Also you pass the data a job needs to run as part of the job payload. Then you don't have the "data doesn't exist" issue.
It is such a better model for the majority of queues. All you're doing is storing a message, hitting an HTTP endpoint and deleting the message on success. This makes it so much easier to scale, reason, and test task execution.
Update: since multiple people seem confused. I'm talking about the implementation of a job queue system, not suggesting that they use the GCP tasks product. That said, I would have just used GCP tasks too (assuming the usecase dictated it, fantastic and rock solid product.)

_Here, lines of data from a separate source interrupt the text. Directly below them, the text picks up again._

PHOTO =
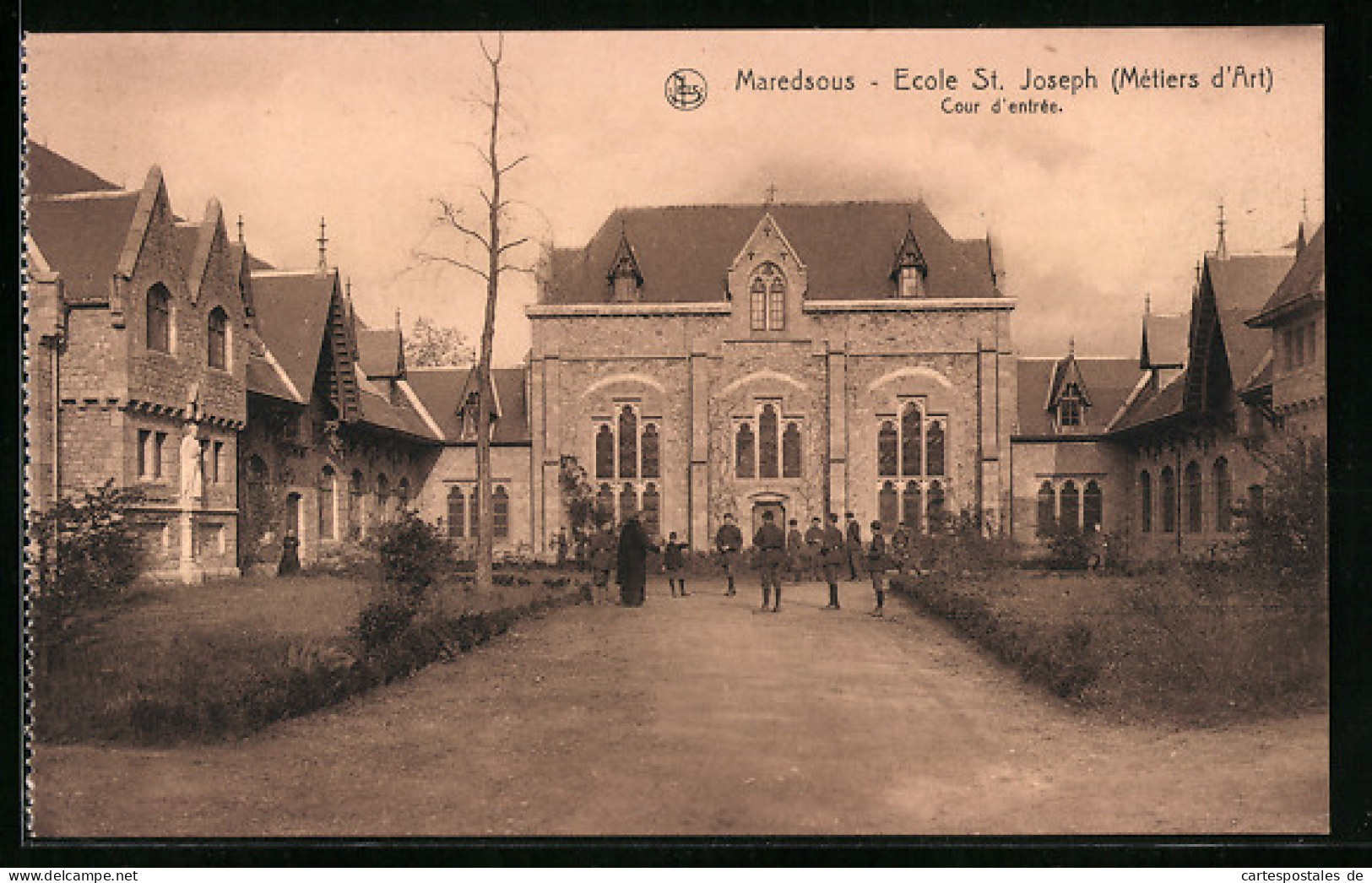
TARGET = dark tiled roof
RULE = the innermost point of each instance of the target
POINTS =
(849, 252)
(379, 351)
(83, 239)
(1242, 284)
(50, 173)
(1109, 380)
(291, 313)
(1305, 277)
(441, 390)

Wanting to offload heavy work to a background job is absolute as old of a best practice as exists in modern software engineering.
This is especially important for the kind of API and/or web development that a large number of people on this site are involved in. By offloading expensive work, you take that work out-of-band of the request that generated it, making that request faster and providing a far superior user experience.

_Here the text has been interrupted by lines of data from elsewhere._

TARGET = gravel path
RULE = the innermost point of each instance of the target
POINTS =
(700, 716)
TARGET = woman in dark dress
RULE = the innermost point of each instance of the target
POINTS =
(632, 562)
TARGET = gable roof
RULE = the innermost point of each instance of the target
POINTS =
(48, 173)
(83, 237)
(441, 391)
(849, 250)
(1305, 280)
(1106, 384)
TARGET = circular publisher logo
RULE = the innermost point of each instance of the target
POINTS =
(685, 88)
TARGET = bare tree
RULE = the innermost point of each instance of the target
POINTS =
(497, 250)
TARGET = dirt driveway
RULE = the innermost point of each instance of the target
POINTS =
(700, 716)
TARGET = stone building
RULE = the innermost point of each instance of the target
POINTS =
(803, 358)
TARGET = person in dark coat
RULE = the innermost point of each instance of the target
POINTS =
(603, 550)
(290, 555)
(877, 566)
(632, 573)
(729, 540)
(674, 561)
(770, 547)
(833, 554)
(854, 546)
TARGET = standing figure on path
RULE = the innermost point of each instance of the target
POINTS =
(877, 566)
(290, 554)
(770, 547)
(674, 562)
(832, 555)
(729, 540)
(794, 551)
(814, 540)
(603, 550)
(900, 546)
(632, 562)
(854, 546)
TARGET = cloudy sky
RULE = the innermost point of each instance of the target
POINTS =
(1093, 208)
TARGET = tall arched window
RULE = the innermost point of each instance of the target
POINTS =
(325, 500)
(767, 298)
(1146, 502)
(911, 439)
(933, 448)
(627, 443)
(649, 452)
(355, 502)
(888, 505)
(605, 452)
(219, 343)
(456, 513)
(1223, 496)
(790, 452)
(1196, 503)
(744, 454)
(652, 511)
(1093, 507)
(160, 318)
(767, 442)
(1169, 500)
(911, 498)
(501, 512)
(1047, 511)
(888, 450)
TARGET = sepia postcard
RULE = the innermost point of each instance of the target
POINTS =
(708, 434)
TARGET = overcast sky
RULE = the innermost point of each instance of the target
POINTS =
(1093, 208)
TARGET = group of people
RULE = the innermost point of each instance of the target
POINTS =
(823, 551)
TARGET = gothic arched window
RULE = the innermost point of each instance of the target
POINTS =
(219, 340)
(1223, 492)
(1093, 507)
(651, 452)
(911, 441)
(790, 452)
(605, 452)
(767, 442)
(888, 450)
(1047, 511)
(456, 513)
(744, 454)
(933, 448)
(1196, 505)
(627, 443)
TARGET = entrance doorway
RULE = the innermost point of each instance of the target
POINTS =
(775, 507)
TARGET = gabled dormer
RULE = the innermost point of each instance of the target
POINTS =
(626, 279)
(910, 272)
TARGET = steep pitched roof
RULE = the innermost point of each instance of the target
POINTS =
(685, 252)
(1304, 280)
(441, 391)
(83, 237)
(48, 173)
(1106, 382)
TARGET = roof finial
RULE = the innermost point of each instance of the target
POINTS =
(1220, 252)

Example: User sign-up where you want to send a verification email. Talking to a foreign API like Mailgun might be a 100 ms to multisecond (worst case scenario) operation — why make the user wait on that? Instead, send it to the background, and give them a tight < 100 ms sign up experience that's so fast that for all intents and purposes, it feels instant.
Passing around the job's data separately means that now you're storing two copies, which means you're creating a point where things can get out of sync.
We use this to ensure Kafka events are only emitted when a process succeeds, this is very similar.
The trouble with hitting an HTTP API to queue a task is: what if it fails, or what if you're not sure about whether it failed? You can continue to retry in-band (although there's a definite latency disadvantage to doing so), but say you eventually give up, you can't be sure that no jobs were queued which you didn't get a proper ack for. In practice, this leads to a lot of uncertainty around the edges, and operators having to reconcile things manually.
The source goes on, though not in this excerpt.